# Wikipedia Data Extraction

This notebook extracts Korean and English Wikipedia articles for building a bilingual synonym dataset.

**Updated**: Now using direct Wikipedia XML dumps from Wikimedia for the latest data (November 2025).

## Steps
1. Load Wikipedia data from Wikimedia dumps
2. Parse XML and extract article text
3. Clean and filter articles  
4. Save processed data

In [None]:
import sys
sys.path.append('../..')

from src.data.wikipedia_xml_parser import WikipediaXMLParser
from pathlib import Path
import json

## 1. Setup Paths

In [None]:
# Output paths
ko_output = "../../dataset/wikipedia/ko_articles.jsonl"
en_output = "../../dataset/wikipedia/en_articles.jsonl"

# Create directories
Path(ko_output).parent.mkdir(parents=True, exist_ok=True)
Path(en_output).parent.mkdir(parents=True, exist_ok=True)

## 2. Extract Korean Wikipedia Articles

We'll start with a sample of 5,000 articles for testing.

**Note**: First run will download the Wikipedia dump (~GB size).

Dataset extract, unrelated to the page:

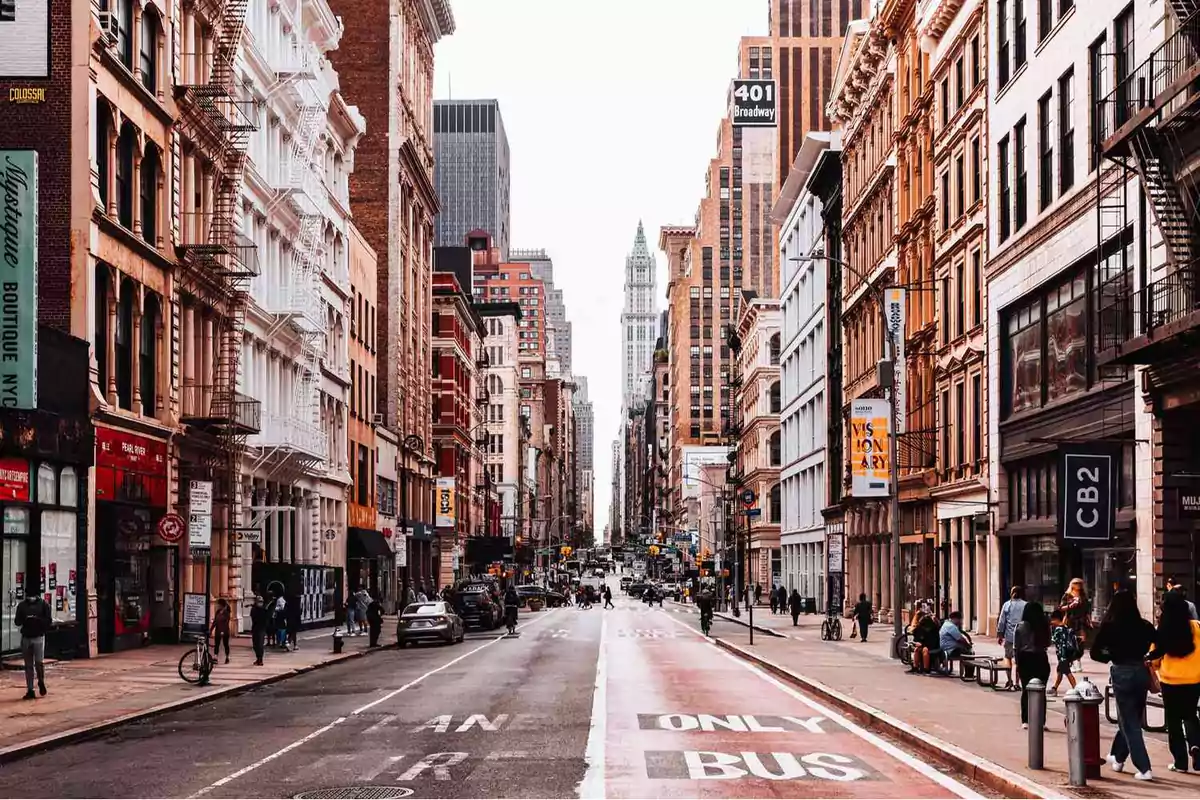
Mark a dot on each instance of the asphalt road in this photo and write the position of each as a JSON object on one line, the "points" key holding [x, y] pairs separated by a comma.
{"points": [[625, 703]]}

Subsequent runs will use cached file.

In [None]:
# Initialize Korean parser (using latest dump)
ko_parser = WikipediaXMLParser(
    language="ko",
    date="latest",  # Will automatically use the most recent dump
    cache_dir="../../dataset/wikipedia/cache"
)

# Process Korean Wikipedia
ko_articles = ko_parser.process_wikipedia(
    output_path=ko_output,
    max_articles=5000,  # Sample size
    min_length=200,     # Minimum 200 characters
    max_length=10000,   # Maximum 10K characters
)

print(f"\nProcessed {len(ko_articles)} Korean articles")
if ko_articles:
    print(f"Sample article: {ko_articles[0]['title']}")

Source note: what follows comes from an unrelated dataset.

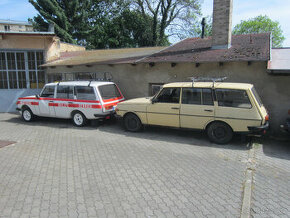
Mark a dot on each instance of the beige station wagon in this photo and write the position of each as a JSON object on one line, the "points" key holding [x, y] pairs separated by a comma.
{"points": [[219, 108]]}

## 3. Extract English Wikipedia Articles

Same process for English articles.

In [None]:
# Initialize English parser (using latest dump)
en_parser = WikipediaXMLParser(
    language="en",
    date="latest",  # Will automatically use the most recent dump
    cache_dir="../../dataset/wikipedia/cache"
)

# Process English Wikipedia
en_articles = en_parser.process_wikipedia(
    output_path=en_output,
    max_articles=5000,  # Sample size
    min_length=200,
    max_length=10000,
)

print(f"\nProcessed {len(en_articles)} English articles")
if en_articles:
    print(f"Sample article: {en_articles[0]['title']}")

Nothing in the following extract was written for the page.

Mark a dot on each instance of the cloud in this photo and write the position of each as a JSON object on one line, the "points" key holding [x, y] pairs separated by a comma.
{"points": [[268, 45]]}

## 4. Inspect Sample Articles

In [None]:
# Display Korean article sample
sample_ko = ko_articles[10]
print("=" * 80)
print(f"Title: {sample_ko['title']}")
print(f"URL: {sample_ko['url']}")
print(f"Language: {sample_ko['language']}")
print(f"Text length: {len(sample_ko['text'])} characters")
print("\nFirst 300 characters:")
print(sample_ko['text'][:300])
print("=" * 80)

In [None]:
# Display English article sample
sample_en = en_articles[10]
print("=" * 80)
print(f"Title: {sample_en['title']}")
print(f"URL: {sample_en['url']}")
print(f"Language: {sample_en['language']}")
print(f"Text length: {len(sample_en['text'])} characters")
print("\nFirst 300 characters:")
print(sample_en['text'][:300])
print("=" * 80)

## 5. Statistics

In [None]:
import numpy as np

# Korean articles stats
ko_lengths = [len(a['text']) for a in ko_articles]
print("Korean Wikipedia Articles:")
print(f"  Total: {len(ko_articles)}")
print(f"  Mean length: {np.mean(ko_lengths):.0f} chars")
print(f"  Median length: {np.median(ko_lengths):.0f} chars")
print(f"  Min length: {np.min(ko_lengths):.0f} chars")
print(f"  Max length: {np.max(ko_lengths):.0f} chars")

print()

# English articles stats
en_lengths = [len(a['text']) for a in en_articles]
print("English Wikipedia Articles:")
print(f"  Total: {len(en_articles)}")
print(f"  Mean length: {np.mean(en_lengths):.0f} chars")
print(f"  Median length: {np.median(en_lengths):.0f} chars")
print(f"  Min length: {np.min(en_lengths):.0f} chars")
print(f"  Max length: {np.max(en_lengths):.0f} chars")

## 6. Verify Saved Files

In [None]:
import os

print("Saved files:")
print(f"  Korean: {ko_output}")
print(f"    Size: {os.path.getsize(ko_output) / 1024 / 1024:.2f} MB")
print(f"    Lines: {sum(1 for _ in open(ko_output))}")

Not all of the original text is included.